# Hou/Ind Trade Idea



## Nicco1014 (May 30, 2003)

Hou/Ind Trade Idea (post #1) 


Houston gets:
Austin Croshere
Ron Artest
Al Harrington
Jamaal Tinsley
Cap Filler

Indiana gets:
Eddie Griffin
Mo Taylor
Glen Rice
Moochie Norris
Future First Round Draft Pick(s)


----------



## Tactics (Mar 6, 2003)

There is no way I would ever even consider that trade


----------



## AstheFranchiz2K2 (May 24, 2003)

Deal!!

explain why exactly the pacers would do this?!?!?!?

Greaaaatttt for the rockets


----------



## DaUnbreakableKinG (Jun 28, 2003)

Houston can just keep dreaming about that.


----------



## Kid_kanada (Jun 23, 2003)

Ummmm.................NO!!


----------



## rocketeer (Oct 7, 2002)

what if houston took out the 1st round draft picks and put in francis instead? that's the only thing i can think of(besides adding ming) that could actually make indiana think about this trade.


----------



## DaUnbreakableKinG (Jun 28, 2003)

If they put Francis than it would make sense to do the trade.


----------



## MillerTime (Jul 6, 2003)

Drinking and posting is not cool man.


----------



## rocketeer (Oct 7, 2002)

> Originally posted by <b>DaUnbreakableKinG</b>!
> If they put Francis than it would make sense to do the trade.


yeah, but then i don't think it would really be good for houston(so i'm not sure why i even said it in the 1st palce). tinsley is a pass first guy and artest would give them a great defender, but they would have to depend on harrington and croshere holding down the pf position in the west. but francis would make it a lot closer to even.


----------



## DaUnbreakableKinG (Jun 28, 2003)

It wouldn't be good for either team because it's just too many players involved.


----------



## RocketFan85 (Jun 8, 2003)

Heck no, that trade sucks. Rockets get screwed.


----------



## Pacers Fan (Aug 25, 2002)

> Originally posted by <b>Nicco1014</b>!
> Hou/Ind Trade Idea (post #1)
> 
> 
> ...


What the flying ****! Rice sucks. Mo sucks and has a bad contract. Smoochie has a bad contract. Griffin is not proven and we don't need more young players! We give the best defender in the league + a capable 20ppg scorer (Big Al) , a possible top PG in the league (Tinsley) and 1 bad contract that has talent.

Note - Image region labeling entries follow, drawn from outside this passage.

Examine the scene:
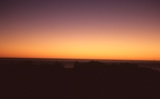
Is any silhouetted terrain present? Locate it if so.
[0,60,160,99]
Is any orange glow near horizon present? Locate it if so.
[0,0,160,60]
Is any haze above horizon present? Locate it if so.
[0,0,160,60]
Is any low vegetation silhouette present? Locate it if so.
[0,60,160,99]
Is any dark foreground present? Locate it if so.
[0,61,160,99]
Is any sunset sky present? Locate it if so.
[0,0,160,60]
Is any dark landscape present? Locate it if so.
[0,59,160,99]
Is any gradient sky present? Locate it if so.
[0,0,160,60]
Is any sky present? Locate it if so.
[0,0,160,60]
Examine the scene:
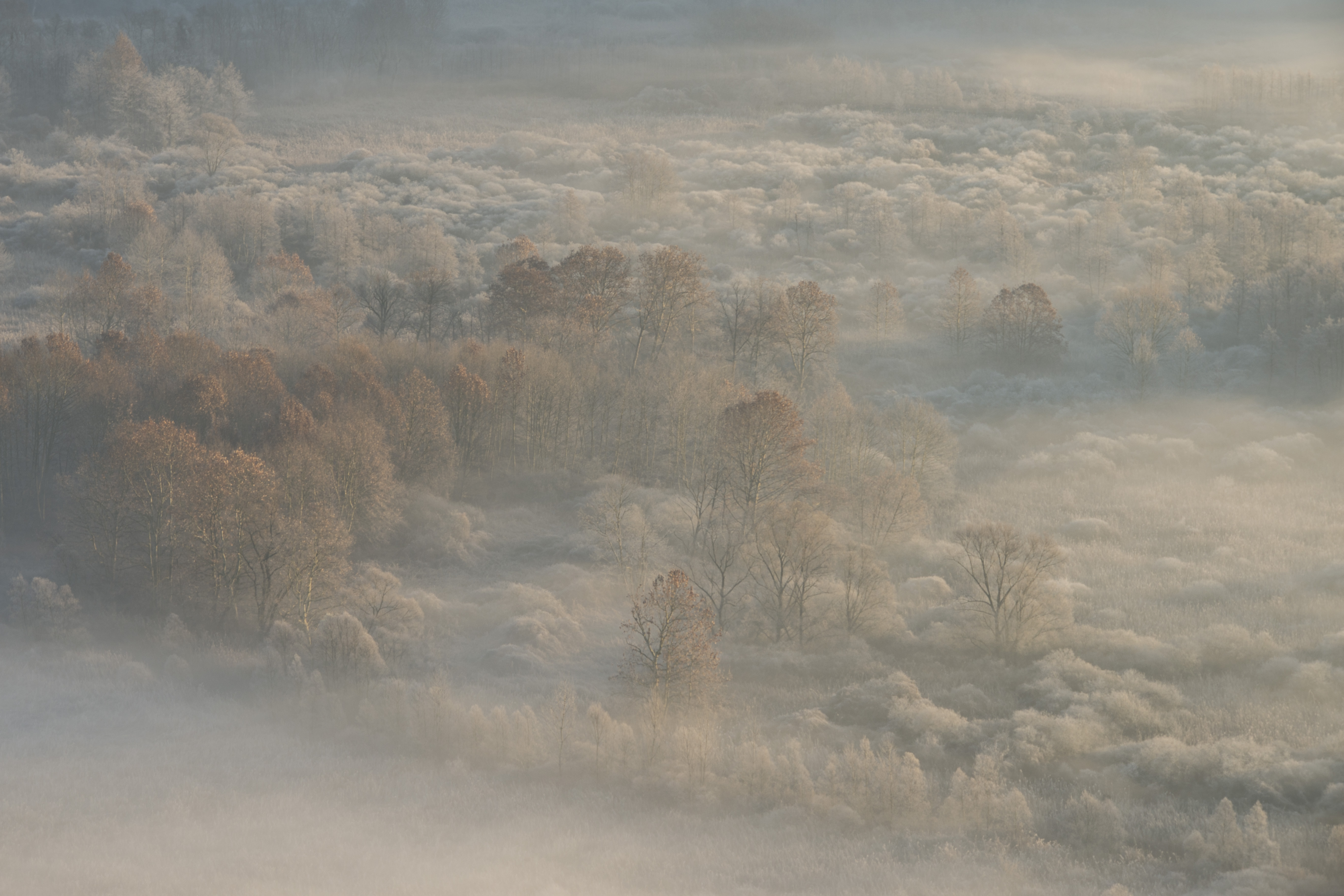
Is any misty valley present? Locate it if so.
[0,0,1344,896]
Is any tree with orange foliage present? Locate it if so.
[486,257,560,340]
[620,570,726,705]
[555,246,634,342]
[719,391,819,521]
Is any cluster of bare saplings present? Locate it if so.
[0,220,1081,665]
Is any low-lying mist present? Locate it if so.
[0,0,1344,896]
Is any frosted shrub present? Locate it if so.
[938,754,1032,842]
[313,613,387,684]
[1059,790,1126,856]
[8,575,79,638]
[826,737,929,826]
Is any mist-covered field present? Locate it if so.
[0,0,1344,896]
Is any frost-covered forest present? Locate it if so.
[0,0,1344,896]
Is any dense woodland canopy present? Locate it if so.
[0,7,1344,896]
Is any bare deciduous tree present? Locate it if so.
[981,283,1065,364]
[632,246,708,369]
[938,267,984,352]
[863,279,906,336]
[751,501,833,645]
[192,112,243,177]
[719,391,817,521]
[621,149,681,212]
[776,279,839,391]
[952,522,1070,655]
[355,269,406,339]
[839,544,895,635]
[1097,286,1188,394]
[582,478,659,595]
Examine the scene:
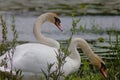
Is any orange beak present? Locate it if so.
[55,22,63,31]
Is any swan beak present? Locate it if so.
[55,22,63,31]
[100,63,107,78]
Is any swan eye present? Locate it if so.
[54,17,61,23]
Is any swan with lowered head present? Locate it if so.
[0,38,107,80]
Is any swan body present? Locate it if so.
[0,38,107,80]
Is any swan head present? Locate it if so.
[47,13,63,31]
[72,38,107,78]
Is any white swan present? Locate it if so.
[0,38,107,80]
[33,13,62,49]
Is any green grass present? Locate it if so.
[0,14,120,80]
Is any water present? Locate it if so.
[0,15,120,42]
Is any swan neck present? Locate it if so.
[33,15,60,49]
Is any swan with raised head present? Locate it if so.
[0,38,107,80]
[33,13,62,49]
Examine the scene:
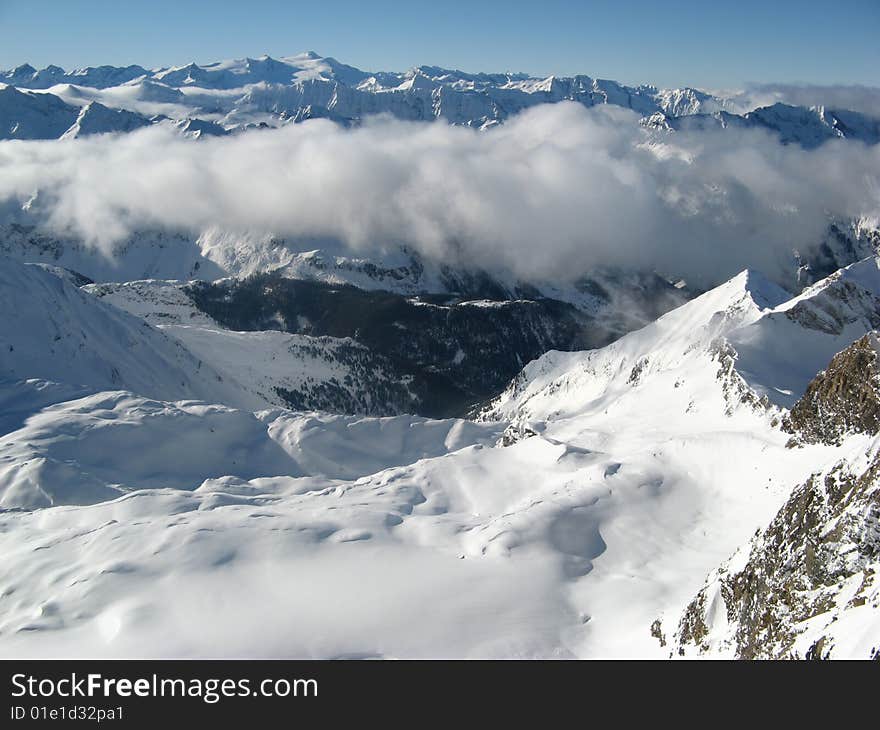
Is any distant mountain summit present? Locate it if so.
[0,51,880,147]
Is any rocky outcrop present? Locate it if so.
[668,333,880,659]
[783,332,880,446]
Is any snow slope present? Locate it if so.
[0,261,880,657]
[0,52,880,147]
[0,259,238,402]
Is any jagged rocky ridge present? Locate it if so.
[0,52,880,147]
[668,332,880,659]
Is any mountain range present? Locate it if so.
[0,53,880,659]
[0,52,880,147]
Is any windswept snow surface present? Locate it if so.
[0,260,880,657]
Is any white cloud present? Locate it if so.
[0,103,880,283]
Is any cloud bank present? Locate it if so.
[0,103,880,283]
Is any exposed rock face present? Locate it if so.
[783,332,880,446]
[668,333,880,659]
[187,274,617,417]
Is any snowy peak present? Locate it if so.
[0,51,880,148]
[0,258,236,402]
[61,101,152,139]
[784,332,880,446]
[0,86,79,139]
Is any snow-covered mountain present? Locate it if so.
[0,52,880,147]
[0,239,880,657]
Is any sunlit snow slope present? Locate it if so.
[0,259,880,657]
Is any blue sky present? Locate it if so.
[0,0,880,88]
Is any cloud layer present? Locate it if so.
[0,103,880,283]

The only way i'd do that is if the Rockets put Yao and the rest of their 1sts forever in the trade


----------



## Xavier8 (Jun 13, 2003)

Wow, I really hope your joking, I would literally assasinate Donnie Walsh if this happend.


----------



## Ballscientist (Nov 11, 2002)

> Originally posted by <b>DaUnbreakableKinG</b>!
> If they put Francis than it would make sense to do the trade.


stop adding players. How about to trade the whole team?


----------



## Maravich (Jun 8, 2003)

> Originally posted by <b>Ballscientist</b>!
> 
> 
> stop adding players. How about to trade the whole team?


Lol

A better thing: Change the names of the teams:

Houston Pacers
Indiana Rockets


----------



## Xavier8 (Jun 13, 2003)

> Originally posted by <b>Maravich</b>!
> 
> Lol
> 
> ...


lol, How bout the East and West just trade the Rockets and Pacers.


----------



## TLR (May 28, 2003)

Dude, I want whatever that guy is smoking...


----------



## Jermaniac Fan (Jul 27, 2003)

A
W
F
U
L
L
!
!


----------



## RP McMurphy (Jul 17, 2003)

LOL, the funny thing is that Rockets fan who said the Rockets get screwed by trading Eddie Griffin and THREE overpaid scrubs for Harrington, Tinsley, Artest and ONE overpaid scrub. That guy needs someone to smack him until he figures out that Glen Rice, Moochie Norris and Mo Taylor are all terrible.

Oh yeah, if we did that trade our starting PG would be ANTHONY JOHNSON :laugh:


----------



## Purdue Fan (Aug 19, 2003)

There is NO WAY in hell the Pacers make this deal! If so, there will be a riot in Indy!


----------



## MikeDC (Jul 16, 2002)

Mo Taylor very well might be the worst FA signing by a team I've ever seen. And that was before he tore his achillies. That guy is no good at all.


----------



## RP McMurphy (Jul 17, 2003)

> Originally posted by <b>Mikedc</b>!
> Mo Taylor very well might be the worst FA signing by a team I've ever seen. And that was before he tore his achillies. That guy is no good at all.


He sure is horrible isn't he mikedc. The funny thing is that the Clippers' refusal to resign this scrub is part of the reason Donald Sterling got the reputation of being a miser. All the media in LA were saying that they "HAD" to sign him to A MAX CONTRACT (!) to send a message to future free agents that LA would pay for talent. No, idiots, better to send that message by signing a player who DOESN'T suck. Just goes to show how clueless much of the sports media is.


----------